Where a capital structure layers senior ABL with subordinated debt, the intercreditor agreement governs how the two lenders coexist — and the panel was candid that this is where complexity lives.
Senior lenders will not compromise on their ability to adjust advance rates or build reserves to protect their collateral position, and will resist any consultation obligation with the junior that might delay enforcement and impair recoveries. For the junior lender, the negotiation centres on limiting payment stop notices and preserving the right to buy out the senior’s position at par if the junior believes the business can be turned around.
Getting the structure right at the point of entry, with enough liquidity and aligned exit strategies, is as important as the intercreditor terms themselves.

There is a direct line between sector exposure and portfolio resilience. Direct lending followed sponsors into asset-light, high-growth sectors (software, healthcare, TMT) and those portfolios now sit exposed to AI-driven valuation compression with no physical collateral underneath. ABL portfolios, concentrated in what Jake Hyman called the “old world economy,” have physical assets providing a recovery floor regardless of earnings volatility.
ABL may be financially covenant-lite, but the monitoring infrastructure — a monthly borrowing base, quarterly field exams, control of borrower bank accounts, spot checks on receivables — provides surveillance depth that most direct lending structures do not replicate.

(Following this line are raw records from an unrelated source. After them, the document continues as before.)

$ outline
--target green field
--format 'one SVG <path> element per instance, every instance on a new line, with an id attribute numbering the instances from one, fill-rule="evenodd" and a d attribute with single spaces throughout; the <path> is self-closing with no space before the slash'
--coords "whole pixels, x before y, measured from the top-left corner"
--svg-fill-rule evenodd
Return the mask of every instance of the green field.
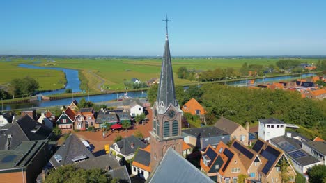
<path id="1" fill-rule="evenodd" d="M 64 67 L 79 69 L 84 89 L 89 86 L 90 90 L 99 91 L 100 85 L 104 85 L 110 90 L 124 88 L 123 82 L 130 80 L 132 78 L 139 78 L 146 81 L 151 78 L 159 78 L 162 59 L 127 59 L 127 58 L 54 58 L 54 65 L 47 66 L 46 59 L 39 59 L 40 63 L 33 64 L 38 66 Z M 238 70 L 244 62 L 248 64 L 261 64 L 268 66 L 274 64 L 279 59 L 268 58 L 172 58 L 174 78 L 176 85 L 194 83 L 196 81 L 178 78 L 176 71 L 182 66 L 188 69 L 205 71 L 217 67 L 233 67 Z M 302 62 L 316 62 L 314 59 L 300 59 Z M 61 71 L 27 69 L 18 68 L 18 63 L 32 64 L 31 60 L 13 59 L 11 62 L 1 62 L 1 84 L 9 82 L 15 77 L 30 76 L 40 82 L 41 89 L 59 88 L 64 77 Z M 6 69 L 4 69 L 4 67 Z M 6 68 L 9 69 L 7 69 Z M 8 71 L 7 71 L 8 70 Z M 14 73 L 14 74 L 9 74 Z"/>
<path id="2" fill-rule="evenodd" d="M 20 59 L 10 62 L 0 61 L 1 85 L 6 85 L 14 78 L 29 76 L 40 83 L 39 90 L 53 90 L 64 87 L 65 78 L 63 72 L 21 68 L 18 67 L 20 63 L 29 62 Z"/>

Where direct lenders relaxed the ABL principles to compete on speed and flexibility, the consequences are now becoming visible.
Marc Finer echoed the point from the borrower’s perspective: “I’ve had more of a headache in stress situations with cash flow lenders than I ever have with an ABL lender.” The probability of default may be present, he argued, but the loss given default should always be very low or zero.

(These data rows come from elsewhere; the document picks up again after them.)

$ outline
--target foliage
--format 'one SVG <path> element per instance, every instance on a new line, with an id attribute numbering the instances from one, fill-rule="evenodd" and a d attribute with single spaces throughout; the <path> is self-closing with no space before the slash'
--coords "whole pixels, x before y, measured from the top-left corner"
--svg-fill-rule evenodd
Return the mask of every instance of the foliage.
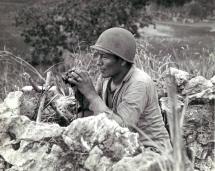
<path id="1" fill-rule="evenodd" d="M 20 11 L 16 24 L 23 28 L 22 36 L 32 47 L 33 64 L 58 62 L 65 50 L 89 47 L 110 27 L 125 27 L 138 36 L 136 23 L 145 2 L 64 0 L 51 6 L 39 4 Z"/>

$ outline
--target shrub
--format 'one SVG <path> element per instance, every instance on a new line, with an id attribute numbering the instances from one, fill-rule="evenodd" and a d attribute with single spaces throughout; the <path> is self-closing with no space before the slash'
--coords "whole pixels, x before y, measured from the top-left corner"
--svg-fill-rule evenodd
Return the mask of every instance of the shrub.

That's because the model is backed by collateral.
The US ABL market accounts for roughly 30% of all corporate lending. In the UK, the figure sits closer to 5–10%. But the trajectory is clear: a decade ago, a £60 million UK ABL facility required three lenders; today, a single lender can comfortably hold £100 million, and a small handful of banks can support facilities of £300–400 million.
The panel’s consensus was that ABL remains structurally underutilised in European PE portfolios — held back less by its economics than by familiarity.